3. **Running the Pipeline**:
   - Start with data processing (`process_skempi_v2.py` or `process_pdbbind.py`).
   - Perform pre-training (`unsupervised_pre_training.py` or `unsupervised_pre_training_11dim_SE3.py`).
   - Fine-tune the model (`supervised_fine_tuning.py` or `supervised_fine_tuning_protein.py`).
   - Generate ligands (`ligand_generation.py` or `ligand_generation-pro.py`).

## Notes for Reviewers
- **Modularity**: The codebase is structured to mirror the manuscript’s pipeline (data processing, pre-training, fine-tuning, and generation), facilitating verification of the proposed methods.
- **Anonymity**: File paths and model checkpoints are placeholders to maintain anonymity, as per submission guidelines.
- **Reproducibility**: The code includes robust error handling, logging, and progress tracking.
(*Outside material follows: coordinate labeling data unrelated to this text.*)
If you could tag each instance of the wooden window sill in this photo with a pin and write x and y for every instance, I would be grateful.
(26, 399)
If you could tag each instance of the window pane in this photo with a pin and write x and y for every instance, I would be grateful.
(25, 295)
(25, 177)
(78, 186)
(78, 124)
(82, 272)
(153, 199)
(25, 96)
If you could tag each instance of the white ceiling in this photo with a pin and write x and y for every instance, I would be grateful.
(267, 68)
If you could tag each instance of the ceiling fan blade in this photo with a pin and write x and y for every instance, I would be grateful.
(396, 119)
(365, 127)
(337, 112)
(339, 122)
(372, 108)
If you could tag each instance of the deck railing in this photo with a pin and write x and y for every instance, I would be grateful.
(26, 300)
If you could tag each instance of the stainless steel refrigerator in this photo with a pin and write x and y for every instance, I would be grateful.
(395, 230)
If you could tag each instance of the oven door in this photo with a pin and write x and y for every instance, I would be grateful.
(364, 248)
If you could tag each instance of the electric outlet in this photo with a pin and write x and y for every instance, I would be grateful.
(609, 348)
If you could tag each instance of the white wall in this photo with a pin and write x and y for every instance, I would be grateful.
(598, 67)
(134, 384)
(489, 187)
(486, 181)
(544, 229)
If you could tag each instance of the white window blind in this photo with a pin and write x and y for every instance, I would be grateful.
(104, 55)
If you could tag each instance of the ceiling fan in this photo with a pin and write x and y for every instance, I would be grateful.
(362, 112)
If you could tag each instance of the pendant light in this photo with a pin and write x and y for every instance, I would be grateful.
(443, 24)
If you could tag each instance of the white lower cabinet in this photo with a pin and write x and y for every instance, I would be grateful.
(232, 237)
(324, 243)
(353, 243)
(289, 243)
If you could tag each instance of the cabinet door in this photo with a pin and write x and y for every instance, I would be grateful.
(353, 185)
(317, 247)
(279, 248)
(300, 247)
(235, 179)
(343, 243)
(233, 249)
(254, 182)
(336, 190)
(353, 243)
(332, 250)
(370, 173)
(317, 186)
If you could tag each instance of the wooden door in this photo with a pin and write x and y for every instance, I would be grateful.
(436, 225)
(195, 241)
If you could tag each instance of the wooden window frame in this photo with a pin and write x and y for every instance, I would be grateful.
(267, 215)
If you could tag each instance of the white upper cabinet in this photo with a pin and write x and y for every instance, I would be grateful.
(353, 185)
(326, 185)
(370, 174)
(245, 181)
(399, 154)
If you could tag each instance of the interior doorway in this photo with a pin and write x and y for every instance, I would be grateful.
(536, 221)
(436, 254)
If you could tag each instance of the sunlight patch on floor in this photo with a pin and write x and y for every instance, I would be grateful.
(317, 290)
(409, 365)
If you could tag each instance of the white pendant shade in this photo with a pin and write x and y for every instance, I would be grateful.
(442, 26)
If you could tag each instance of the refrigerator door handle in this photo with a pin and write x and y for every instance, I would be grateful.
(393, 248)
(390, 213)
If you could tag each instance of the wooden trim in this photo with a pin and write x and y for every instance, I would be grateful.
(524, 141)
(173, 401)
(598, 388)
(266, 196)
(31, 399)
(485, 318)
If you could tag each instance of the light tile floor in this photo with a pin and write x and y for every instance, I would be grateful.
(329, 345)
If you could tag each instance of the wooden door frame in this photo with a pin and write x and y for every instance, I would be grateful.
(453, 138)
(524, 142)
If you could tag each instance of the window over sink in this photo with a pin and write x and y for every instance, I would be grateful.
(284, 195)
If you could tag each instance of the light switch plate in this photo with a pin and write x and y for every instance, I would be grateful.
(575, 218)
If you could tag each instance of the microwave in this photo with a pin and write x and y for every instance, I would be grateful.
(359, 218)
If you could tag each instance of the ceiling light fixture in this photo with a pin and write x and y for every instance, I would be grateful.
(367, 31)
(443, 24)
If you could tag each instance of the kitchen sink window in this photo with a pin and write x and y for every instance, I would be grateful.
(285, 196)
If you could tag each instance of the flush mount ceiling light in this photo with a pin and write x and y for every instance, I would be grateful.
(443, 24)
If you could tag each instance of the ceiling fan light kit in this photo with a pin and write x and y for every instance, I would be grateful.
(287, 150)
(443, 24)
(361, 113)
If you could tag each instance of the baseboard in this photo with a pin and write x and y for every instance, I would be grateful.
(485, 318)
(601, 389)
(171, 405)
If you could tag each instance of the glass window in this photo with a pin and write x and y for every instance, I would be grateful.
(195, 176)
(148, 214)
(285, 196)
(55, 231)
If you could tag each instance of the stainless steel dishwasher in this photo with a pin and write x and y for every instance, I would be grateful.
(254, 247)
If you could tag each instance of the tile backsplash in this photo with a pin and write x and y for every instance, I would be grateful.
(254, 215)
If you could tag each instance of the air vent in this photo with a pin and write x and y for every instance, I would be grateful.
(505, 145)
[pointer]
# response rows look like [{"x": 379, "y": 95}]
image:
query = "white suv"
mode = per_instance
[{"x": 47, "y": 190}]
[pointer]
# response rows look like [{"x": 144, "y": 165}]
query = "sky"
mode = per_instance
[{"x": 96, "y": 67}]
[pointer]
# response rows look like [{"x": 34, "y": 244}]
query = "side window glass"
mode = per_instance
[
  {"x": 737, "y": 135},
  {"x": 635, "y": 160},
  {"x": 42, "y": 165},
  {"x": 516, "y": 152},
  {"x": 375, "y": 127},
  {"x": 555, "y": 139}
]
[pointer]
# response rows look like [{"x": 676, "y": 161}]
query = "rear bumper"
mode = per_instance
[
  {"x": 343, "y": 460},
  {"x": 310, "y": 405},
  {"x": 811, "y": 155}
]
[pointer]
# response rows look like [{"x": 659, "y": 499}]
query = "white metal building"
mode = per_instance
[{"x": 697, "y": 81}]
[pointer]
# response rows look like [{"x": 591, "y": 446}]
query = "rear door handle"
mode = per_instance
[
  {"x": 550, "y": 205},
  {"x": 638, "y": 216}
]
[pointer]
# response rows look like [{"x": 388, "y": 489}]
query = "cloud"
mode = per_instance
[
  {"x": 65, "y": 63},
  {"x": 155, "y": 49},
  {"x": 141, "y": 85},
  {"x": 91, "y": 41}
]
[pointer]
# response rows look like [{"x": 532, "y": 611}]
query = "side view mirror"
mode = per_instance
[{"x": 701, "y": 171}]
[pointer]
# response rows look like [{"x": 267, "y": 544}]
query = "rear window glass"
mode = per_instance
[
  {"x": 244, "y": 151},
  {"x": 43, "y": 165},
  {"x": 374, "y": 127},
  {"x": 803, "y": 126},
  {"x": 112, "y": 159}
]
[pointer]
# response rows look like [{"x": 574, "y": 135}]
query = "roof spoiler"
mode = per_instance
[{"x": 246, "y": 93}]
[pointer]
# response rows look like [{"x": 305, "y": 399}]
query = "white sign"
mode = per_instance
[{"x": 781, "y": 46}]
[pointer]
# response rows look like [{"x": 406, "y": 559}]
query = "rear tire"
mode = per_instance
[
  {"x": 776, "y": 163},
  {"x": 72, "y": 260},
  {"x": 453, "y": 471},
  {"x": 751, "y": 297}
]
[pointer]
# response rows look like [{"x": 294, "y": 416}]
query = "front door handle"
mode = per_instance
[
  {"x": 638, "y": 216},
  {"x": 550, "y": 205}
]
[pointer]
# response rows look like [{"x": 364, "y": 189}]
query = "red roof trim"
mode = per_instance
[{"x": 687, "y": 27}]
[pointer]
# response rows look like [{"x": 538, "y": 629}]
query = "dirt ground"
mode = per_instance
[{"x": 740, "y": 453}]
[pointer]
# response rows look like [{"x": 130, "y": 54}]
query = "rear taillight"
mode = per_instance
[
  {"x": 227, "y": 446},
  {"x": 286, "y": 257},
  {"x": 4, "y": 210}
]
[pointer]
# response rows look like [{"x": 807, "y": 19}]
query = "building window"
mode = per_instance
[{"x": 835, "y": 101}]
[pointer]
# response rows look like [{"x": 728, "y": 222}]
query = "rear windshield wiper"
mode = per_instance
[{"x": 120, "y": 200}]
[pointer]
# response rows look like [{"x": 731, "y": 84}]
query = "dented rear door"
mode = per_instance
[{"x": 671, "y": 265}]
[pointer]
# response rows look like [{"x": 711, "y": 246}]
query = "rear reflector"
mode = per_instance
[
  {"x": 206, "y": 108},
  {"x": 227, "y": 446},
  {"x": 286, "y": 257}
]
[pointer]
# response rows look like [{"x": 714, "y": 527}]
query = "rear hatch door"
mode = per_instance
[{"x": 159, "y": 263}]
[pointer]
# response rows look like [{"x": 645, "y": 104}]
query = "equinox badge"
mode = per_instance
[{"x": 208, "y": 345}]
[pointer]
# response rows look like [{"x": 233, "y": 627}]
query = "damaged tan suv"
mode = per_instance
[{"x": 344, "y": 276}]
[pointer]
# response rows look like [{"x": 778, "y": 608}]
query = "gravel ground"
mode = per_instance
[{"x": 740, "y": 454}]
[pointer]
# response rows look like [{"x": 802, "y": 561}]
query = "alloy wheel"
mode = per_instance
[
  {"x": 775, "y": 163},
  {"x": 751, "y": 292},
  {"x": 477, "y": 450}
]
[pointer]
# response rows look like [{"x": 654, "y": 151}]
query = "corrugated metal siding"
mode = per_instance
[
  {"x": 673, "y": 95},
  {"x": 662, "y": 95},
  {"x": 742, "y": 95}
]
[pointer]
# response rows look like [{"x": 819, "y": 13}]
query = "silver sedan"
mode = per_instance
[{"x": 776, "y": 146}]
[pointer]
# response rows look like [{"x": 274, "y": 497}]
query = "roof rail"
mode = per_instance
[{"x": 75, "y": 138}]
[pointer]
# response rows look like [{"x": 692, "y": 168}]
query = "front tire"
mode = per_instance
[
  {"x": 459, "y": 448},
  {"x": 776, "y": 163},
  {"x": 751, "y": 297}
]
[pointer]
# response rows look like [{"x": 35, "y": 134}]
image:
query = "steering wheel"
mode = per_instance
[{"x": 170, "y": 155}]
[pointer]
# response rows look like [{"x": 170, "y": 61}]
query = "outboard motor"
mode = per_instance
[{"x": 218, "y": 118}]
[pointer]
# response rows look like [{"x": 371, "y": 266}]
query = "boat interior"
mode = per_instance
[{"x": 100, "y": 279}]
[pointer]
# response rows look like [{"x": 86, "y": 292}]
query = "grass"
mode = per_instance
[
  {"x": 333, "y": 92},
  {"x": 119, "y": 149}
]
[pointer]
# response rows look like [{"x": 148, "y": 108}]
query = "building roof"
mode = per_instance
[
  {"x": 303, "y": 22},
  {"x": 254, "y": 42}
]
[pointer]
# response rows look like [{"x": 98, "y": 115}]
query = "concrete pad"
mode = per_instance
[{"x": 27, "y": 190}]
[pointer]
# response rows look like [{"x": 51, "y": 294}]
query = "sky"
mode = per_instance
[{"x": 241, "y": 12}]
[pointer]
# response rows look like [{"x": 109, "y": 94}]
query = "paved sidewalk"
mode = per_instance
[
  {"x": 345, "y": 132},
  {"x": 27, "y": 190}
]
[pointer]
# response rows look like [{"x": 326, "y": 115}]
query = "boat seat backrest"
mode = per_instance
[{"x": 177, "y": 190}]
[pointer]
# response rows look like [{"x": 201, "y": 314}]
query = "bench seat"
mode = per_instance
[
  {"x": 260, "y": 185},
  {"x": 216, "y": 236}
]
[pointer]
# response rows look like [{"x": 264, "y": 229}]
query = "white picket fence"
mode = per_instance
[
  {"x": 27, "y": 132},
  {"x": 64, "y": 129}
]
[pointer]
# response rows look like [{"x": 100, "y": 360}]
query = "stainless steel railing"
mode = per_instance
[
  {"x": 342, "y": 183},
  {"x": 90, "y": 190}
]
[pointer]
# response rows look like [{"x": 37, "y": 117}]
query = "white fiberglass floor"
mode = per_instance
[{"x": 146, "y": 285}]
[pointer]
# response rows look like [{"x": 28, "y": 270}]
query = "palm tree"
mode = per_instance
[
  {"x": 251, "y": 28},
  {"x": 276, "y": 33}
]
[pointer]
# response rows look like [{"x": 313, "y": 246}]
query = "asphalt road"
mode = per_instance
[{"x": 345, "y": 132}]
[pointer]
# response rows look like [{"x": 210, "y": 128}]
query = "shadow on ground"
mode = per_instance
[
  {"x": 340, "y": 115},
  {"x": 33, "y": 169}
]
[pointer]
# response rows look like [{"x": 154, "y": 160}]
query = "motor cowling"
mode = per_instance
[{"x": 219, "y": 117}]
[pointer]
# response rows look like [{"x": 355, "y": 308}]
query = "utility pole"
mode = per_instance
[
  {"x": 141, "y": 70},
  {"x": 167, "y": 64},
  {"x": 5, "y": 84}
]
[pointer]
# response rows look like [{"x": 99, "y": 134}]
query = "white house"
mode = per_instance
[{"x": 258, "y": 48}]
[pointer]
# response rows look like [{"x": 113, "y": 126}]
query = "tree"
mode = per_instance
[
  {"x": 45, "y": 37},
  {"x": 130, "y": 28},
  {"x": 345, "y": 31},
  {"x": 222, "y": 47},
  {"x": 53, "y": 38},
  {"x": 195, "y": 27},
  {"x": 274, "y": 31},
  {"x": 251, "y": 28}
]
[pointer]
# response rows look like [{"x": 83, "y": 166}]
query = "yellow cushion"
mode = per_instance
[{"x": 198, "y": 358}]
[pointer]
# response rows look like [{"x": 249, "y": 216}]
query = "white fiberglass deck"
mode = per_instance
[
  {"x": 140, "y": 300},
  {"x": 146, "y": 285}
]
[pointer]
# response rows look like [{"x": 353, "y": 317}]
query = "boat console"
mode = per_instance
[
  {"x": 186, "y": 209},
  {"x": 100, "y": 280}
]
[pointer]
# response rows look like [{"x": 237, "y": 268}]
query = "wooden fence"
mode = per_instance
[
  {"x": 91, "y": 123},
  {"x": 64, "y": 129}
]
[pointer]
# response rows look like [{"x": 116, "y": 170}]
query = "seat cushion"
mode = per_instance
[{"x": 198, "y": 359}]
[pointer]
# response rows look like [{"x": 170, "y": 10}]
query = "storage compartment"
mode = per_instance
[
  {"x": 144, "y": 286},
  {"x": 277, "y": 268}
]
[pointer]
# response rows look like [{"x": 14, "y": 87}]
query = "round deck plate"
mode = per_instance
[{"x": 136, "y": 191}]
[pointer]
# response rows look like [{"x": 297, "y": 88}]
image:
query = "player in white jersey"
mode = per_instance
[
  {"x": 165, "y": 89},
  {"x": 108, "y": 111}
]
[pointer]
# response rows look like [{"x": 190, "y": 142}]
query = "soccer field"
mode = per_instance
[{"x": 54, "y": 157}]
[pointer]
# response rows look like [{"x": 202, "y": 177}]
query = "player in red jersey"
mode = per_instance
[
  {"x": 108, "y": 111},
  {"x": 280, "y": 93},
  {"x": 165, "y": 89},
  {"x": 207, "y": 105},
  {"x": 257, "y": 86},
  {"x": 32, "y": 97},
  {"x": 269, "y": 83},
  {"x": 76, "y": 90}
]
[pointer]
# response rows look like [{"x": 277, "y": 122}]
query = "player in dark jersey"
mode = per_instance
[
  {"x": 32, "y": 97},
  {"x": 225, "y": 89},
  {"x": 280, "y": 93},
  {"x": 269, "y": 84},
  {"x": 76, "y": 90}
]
Reviewers may test functionality by replacing placeholders with sample data paths.
- **Limitations**: Scripts rely on external datasets and tools (e.g., PyRosetta). Reviewers should focus on the algorithmic logic and its alignment with the manuscript’s theoretical claims.
- **Environment**: The provided environment (Ubuntu 22.04.5, CUDA 12.4, PyTorch 2.1.0) ensures compatibility. Minor adjustments may be needed for different CUDA or Python versions.

## License
This code is provided solely for academic review and should not be distributed or used outside the context of the manuscript evaluation.